Why virtualisation isn't a hardware vendor's nightmare
Virtualisation should theoretically be a security hardware vendor's worst nightmare, but one company can't wait for more organisations to catch up and adopt more virtualised security measures.
WatchGuard's regional director for Australia and New Zealand, Patrick Devlin told reporters in Sydney yesterday that simply providing more physical hardware for giant corporations and enterprises wasn't working anymore, now that virtualisation could meet the same needs in a scalable fashion.
"There's a lot more interest in large-scale virtualisation [...] instead of going for one big gateway. I don't think the idea of a big chunk of hardware is going to fly anymore," he said.
To make matters worse, even on the smaller scale, Devlin said that the business model for sending out its smallest unified threat management products also made little to no sense once the cost of traditionally configuring the devices was taken into account.
"Someone sat back and went, 'this is nuts'. We did the maths. It's like a $500 flight, $500 accommodation, plus the guy's time. It ends up being one and half times the cost of the system he's deploying, just to get out there," he said.
As a company that makes the bulk of its revenue on providing physical products, most would think that virtualisation and the uptake of cloud-based appliances would represent a threat to WatchGuard, however, Devlin said that it's the opposite, and he would rather businesses get on with increasing their adoption of the two technologies.
With its configuration problem, the company is instead using the cloud to host each product's configuration, allowing users to install appliances that then "phone home" to configure themselves once they've looked up their own serial number, eliminating the need to first ship a device to someone to configure.
"We want to use cloud as a means to stay as up to date as possible. I think a lot of people haven't realised the power of that as a medium. In the same way that a zero-day threat propagates really quickly because everybody's connected, the idea that security vendors should be using that same method to propagate quickly is kind of there, but not really, and so as much as we can, we want to harness that."
And as for the loss of larger gateways, Devlin said that the company has seen the writing on the wall for some time, and has spent significant amounts of time preparing for larger organisations to catch up and move towards virtualised appliances.
Part of this has been a greater focus on improving the management of large farms of virtual appliances, with the expectation that larger customers who previously ran significant amounts of physical hardware would move to virtualised equivalents.
"At some point, there's going to be this inflexion where people are moving away from hardware and into virtual. We need to be ready for that for the new deployment model."
More than that, the company often urges customers to move to a virtualised environment, recognising that the old model of only securing the perimeter is dead.
"Our traditional datacentre customers from five years ago would have a big appliance at their perimeter, and that's it.
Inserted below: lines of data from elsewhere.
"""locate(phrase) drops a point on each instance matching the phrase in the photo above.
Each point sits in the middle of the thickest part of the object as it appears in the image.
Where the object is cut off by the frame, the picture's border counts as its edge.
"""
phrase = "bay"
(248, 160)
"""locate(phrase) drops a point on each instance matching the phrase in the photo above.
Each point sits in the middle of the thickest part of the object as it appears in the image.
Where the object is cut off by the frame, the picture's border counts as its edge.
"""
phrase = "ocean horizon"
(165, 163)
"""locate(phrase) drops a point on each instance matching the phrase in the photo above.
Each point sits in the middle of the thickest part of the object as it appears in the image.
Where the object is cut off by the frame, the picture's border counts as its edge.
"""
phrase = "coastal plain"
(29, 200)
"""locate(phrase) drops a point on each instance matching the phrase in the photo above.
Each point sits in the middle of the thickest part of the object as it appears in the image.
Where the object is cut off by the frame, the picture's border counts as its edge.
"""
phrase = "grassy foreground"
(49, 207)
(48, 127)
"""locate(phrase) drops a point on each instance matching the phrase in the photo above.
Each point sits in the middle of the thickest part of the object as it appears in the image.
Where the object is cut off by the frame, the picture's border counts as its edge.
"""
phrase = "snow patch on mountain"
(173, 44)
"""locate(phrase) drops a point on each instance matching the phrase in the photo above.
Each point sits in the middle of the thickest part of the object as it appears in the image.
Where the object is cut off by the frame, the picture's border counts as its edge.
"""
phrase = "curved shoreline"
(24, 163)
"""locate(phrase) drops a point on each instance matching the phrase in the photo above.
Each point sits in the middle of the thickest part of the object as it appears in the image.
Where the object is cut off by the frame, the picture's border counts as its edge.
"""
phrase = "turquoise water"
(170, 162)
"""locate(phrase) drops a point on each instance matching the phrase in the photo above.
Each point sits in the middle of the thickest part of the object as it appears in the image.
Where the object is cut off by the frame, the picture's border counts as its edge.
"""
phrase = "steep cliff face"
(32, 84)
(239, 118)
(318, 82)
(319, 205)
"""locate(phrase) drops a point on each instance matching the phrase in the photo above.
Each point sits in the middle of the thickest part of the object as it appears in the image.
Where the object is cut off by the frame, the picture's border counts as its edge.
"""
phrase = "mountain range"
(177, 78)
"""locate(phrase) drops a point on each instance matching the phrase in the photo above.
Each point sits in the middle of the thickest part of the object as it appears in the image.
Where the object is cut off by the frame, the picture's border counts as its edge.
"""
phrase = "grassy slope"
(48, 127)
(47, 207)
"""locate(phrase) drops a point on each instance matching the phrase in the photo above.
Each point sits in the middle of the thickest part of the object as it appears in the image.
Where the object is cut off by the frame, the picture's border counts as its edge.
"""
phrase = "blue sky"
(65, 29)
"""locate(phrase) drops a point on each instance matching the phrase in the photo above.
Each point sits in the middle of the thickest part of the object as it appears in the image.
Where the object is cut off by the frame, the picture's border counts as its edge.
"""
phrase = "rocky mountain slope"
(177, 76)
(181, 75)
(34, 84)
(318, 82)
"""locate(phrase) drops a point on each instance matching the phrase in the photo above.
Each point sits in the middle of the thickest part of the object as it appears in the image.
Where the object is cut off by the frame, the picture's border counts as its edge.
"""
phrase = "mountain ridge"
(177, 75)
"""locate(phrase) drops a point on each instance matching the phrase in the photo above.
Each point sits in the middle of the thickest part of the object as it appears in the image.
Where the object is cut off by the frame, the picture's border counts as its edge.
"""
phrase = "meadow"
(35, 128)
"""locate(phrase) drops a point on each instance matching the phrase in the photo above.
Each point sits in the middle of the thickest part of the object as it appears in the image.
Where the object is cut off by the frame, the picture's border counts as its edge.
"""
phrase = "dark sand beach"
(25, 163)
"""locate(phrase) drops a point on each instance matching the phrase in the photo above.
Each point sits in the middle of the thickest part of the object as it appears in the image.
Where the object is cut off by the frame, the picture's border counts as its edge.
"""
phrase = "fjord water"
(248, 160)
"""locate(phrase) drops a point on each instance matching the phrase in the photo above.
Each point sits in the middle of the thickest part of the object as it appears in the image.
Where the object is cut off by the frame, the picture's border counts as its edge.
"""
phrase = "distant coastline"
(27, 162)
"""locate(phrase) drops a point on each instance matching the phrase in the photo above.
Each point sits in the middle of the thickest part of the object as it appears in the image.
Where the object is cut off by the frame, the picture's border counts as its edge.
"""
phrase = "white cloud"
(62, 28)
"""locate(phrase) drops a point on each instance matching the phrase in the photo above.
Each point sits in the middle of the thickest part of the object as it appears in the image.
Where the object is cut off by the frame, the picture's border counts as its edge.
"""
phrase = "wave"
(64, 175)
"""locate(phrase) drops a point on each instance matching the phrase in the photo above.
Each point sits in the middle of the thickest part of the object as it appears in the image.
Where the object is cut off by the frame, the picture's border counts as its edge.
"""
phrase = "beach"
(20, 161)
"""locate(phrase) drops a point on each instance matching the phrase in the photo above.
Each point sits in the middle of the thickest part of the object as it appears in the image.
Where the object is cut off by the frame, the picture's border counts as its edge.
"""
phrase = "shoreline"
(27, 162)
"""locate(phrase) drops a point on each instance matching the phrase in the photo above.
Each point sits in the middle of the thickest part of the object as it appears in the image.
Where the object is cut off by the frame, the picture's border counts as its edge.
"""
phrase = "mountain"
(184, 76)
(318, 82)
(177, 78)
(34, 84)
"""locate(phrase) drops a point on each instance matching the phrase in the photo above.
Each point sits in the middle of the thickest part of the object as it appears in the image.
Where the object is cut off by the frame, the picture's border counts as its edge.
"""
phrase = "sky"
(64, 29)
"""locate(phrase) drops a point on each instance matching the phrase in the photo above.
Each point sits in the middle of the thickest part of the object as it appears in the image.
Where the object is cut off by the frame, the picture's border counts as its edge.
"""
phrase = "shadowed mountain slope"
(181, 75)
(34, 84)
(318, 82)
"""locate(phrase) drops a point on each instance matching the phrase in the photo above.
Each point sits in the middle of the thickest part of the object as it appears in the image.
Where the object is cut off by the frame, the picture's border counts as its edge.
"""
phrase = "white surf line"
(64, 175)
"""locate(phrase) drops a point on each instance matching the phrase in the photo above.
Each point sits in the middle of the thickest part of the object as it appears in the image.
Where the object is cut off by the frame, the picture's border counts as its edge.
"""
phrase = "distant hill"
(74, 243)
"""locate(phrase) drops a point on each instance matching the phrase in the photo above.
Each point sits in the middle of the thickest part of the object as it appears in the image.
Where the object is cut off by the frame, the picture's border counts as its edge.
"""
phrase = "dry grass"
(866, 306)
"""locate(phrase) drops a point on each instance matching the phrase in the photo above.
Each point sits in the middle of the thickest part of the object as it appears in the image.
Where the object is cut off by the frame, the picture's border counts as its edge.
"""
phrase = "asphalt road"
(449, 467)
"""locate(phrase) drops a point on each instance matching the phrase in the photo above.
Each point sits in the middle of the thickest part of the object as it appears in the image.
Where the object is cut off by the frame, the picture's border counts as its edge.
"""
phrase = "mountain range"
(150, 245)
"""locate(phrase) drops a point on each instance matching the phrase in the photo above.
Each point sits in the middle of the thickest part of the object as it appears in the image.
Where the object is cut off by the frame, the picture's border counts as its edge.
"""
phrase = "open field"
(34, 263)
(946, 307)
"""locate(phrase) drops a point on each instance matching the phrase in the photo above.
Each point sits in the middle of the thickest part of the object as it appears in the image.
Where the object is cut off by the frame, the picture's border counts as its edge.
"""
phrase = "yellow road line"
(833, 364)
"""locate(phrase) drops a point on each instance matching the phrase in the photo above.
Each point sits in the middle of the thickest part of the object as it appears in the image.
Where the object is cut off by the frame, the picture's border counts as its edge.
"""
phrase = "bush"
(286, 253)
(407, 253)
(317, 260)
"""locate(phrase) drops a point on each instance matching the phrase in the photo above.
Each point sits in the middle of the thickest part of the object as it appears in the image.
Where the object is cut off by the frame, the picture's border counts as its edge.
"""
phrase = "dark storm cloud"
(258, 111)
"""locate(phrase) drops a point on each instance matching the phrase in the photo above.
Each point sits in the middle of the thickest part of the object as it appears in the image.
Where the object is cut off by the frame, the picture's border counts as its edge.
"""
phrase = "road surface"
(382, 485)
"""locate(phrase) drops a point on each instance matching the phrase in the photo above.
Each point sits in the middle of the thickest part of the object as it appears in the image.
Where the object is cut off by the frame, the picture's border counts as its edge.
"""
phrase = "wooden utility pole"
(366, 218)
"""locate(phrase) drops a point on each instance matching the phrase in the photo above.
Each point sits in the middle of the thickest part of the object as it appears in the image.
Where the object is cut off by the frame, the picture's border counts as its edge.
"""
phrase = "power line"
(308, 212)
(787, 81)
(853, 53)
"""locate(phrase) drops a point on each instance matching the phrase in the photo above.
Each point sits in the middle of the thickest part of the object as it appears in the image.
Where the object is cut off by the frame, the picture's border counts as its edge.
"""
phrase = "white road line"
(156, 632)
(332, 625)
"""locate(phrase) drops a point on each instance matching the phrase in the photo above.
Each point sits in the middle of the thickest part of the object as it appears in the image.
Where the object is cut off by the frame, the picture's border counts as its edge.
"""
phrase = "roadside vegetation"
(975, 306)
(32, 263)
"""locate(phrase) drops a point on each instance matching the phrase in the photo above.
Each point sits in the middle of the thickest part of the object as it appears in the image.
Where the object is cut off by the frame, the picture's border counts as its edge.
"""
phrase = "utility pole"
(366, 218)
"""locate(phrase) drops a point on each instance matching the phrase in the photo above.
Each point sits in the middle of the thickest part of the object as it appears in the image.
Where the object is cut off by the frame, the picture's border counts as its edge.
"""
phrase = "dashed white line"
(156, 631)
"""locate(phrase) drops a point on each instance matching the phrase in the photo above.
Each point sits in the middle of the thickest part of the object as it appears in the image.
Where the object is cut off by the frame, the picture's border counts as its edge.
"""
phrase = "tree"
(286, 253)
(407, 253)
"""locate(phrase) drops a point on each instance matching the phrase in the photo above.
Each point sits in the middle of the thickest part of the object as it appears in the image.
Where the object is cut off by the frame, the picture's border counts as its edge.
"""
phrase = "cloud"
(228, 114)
What we're saying to those guys is that you can do that, or [because] it's so inexpensive now, you could stick a virtual firewall in front of almost every application stack and create something that's very different."
However, according to Devlin, most companies are still lagging behind, because they somehow feel safer knowing there's a physical piece of hardware around.
"People still have a love affair with the idea of a piece of hardware, particularly in security. Almost every other piece of technology that I've looked at, if it can be virtualised, people want to virtualise it. But security is one of those things where you kind of like the idea that this thing is the thing that protects my network and keeps it separate. Even though there's nothing, from a technology perspective, holding people back, there's that idea that I'd like to separate it physically."
This has ensured security hardware vendors' longevity for now, but Devlin isn't convinced it will last. The company is moving further into the virtualisation space, and while Devlin acknowledged that it creates a paradox where the company is creating competition against its own products. He said that "if you don't cannibalise your own business, someone else will".
"I'd love to just move virtual products. We're good with our distributors right now, they do a great job of holding stock, but imagine that problem going away — just download it and away you go."